Well I didn’t anyway. Did you know that it takes more water for a boat to go up in a lock, than it does to go down?
I can see it now, but only because I read a section in Inland Waterways of Great Britain and Ireland (see yesterday’s post).
It quotes an essay by Mr W O’Brien which won the Canal Association prize in 1858. Its a bit wordy and long winded so I’ve simplified the text and used more modern mathematical language.
The loss of water caused by the passage of a boat through a lock is as follows:-
Let W = the loss of water,
Let L = a lockfull of water as calculated by the surface area x the depth of rise or fall
Let B = the volume of water displaced by the boat.
When the boat ascends, the loss of water W= L+B
When the boat descends, W= L – B
Hmmm. You see when the boat comes into the bottom of a lock it pushes out B amount of water. The lock fills with L gallons, then when the boat leaves the top of the lock another B gallons is drawn in from the canal above the lock. So it has used up L+B.

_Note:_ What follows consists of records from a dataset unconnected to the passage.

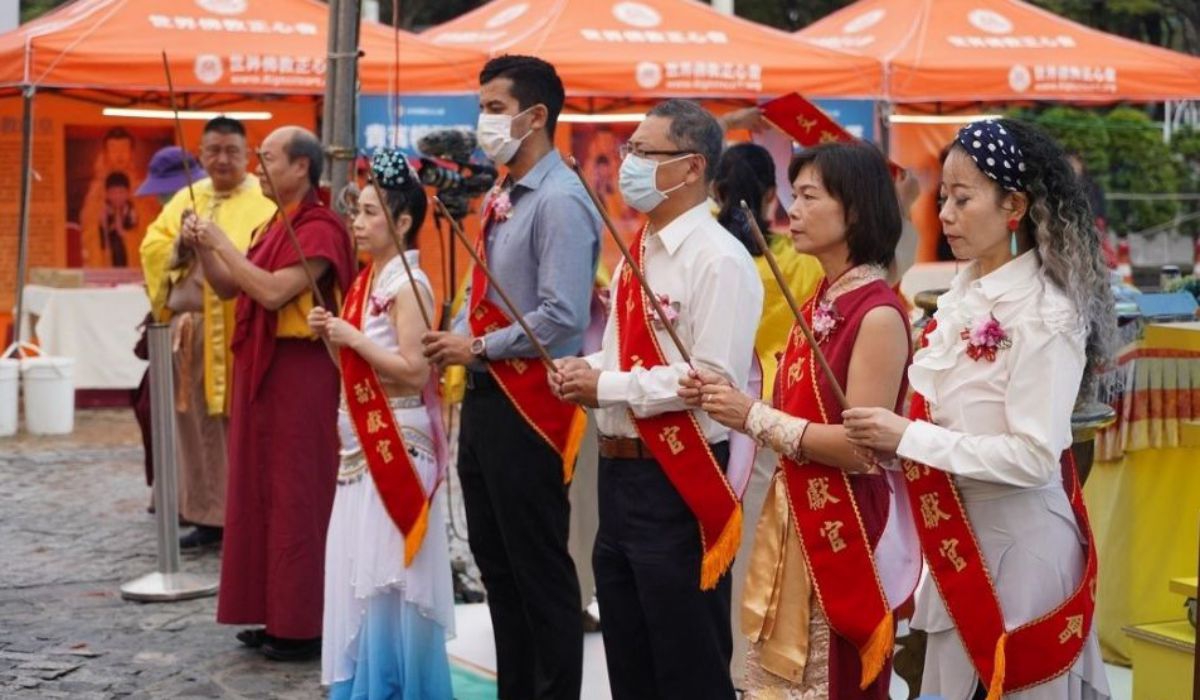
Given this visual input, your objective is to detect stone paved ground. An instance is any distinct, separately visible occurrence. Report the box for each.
[0,409,324,700]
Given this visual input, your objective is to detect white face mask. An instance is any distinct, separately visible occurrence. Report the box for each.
[475,107,533,166]
[618,154,695,214]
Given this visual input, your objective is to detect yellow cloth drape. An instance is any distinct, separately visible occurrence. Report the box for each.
[1084,323,1200,665]
[754,234,824,401]
[139,175,275,415]
[742,471,812,683]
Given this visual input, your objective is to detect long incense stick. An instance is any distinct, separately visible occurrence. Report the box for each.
[566,156,691,365]
[742,199,850,409]
[433,197,558,372]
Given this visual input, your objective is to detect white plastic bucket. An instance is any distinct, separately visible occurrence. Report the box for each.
[20,357,74,435]
[0,359,20,437]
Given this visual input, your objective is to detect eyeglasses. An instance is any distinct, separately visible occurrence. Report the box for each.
[617,143,700,160]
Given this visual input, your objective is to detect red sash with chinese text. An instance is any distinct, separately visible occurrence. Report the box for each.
[468,207,587,484]
[904,322,1097,700]
[338,265,430,566]
[614,228,742,591]
[774,297,895,689]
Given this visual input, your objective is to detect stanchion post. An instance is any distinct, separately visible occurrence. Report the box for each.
[121,323,217,602]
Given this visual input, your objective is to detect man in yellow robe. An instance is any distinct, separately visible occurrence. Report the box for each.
[138,116,275,549]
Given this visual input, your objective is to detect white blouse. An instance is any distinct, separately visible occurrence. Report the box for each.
[896,251,1086,487]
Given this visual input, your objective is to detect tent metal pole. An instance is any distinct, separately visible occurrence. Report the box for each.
[4,85,37,357]
[324,0,359,202]
[320,0,342,181]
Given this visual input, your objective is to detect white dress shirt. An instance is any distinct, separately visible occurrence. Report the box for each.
[584,202,762,443]
[896,251,1086,487]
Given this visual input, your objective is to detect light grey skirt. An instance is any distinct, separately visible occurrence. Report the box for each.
[912,478,1110,700]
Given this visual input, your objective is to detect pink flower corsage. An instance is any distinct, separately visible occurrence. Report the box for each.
[647,294,679,328]
[484,185,512,223]
[812,300,841,343]
[367,294,396,316]
[959,313,1013,363]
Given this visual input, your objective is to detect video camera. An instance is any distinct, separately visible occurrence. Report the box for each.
[416,128,498,220]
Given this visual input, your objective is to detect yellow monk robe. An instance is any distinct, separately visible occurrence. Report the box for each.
[140,175,274,415]
[754,233,824,401]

Going down. The boat gives back B gallons to the canal above as it comes in, so the lock has L-B galloons in it, which is what is lost when it drops. I think that’s what it implies anyway.
That being so, we ought to have canals designed by M C Escher so we’re always going down hill.
Or thinking of it another way, shallow drafted boats like Herbie are cheaper (in water terms) than deep boats like the coal boats Ara and Archimedes going uphill, but it’s the other way round going down. Good innit?
Oooh, I just noticed that this is my 1006th post!! What a pity I missed out on doing a special thousandth edition. Aah well, when we get to 2000 I'll do one.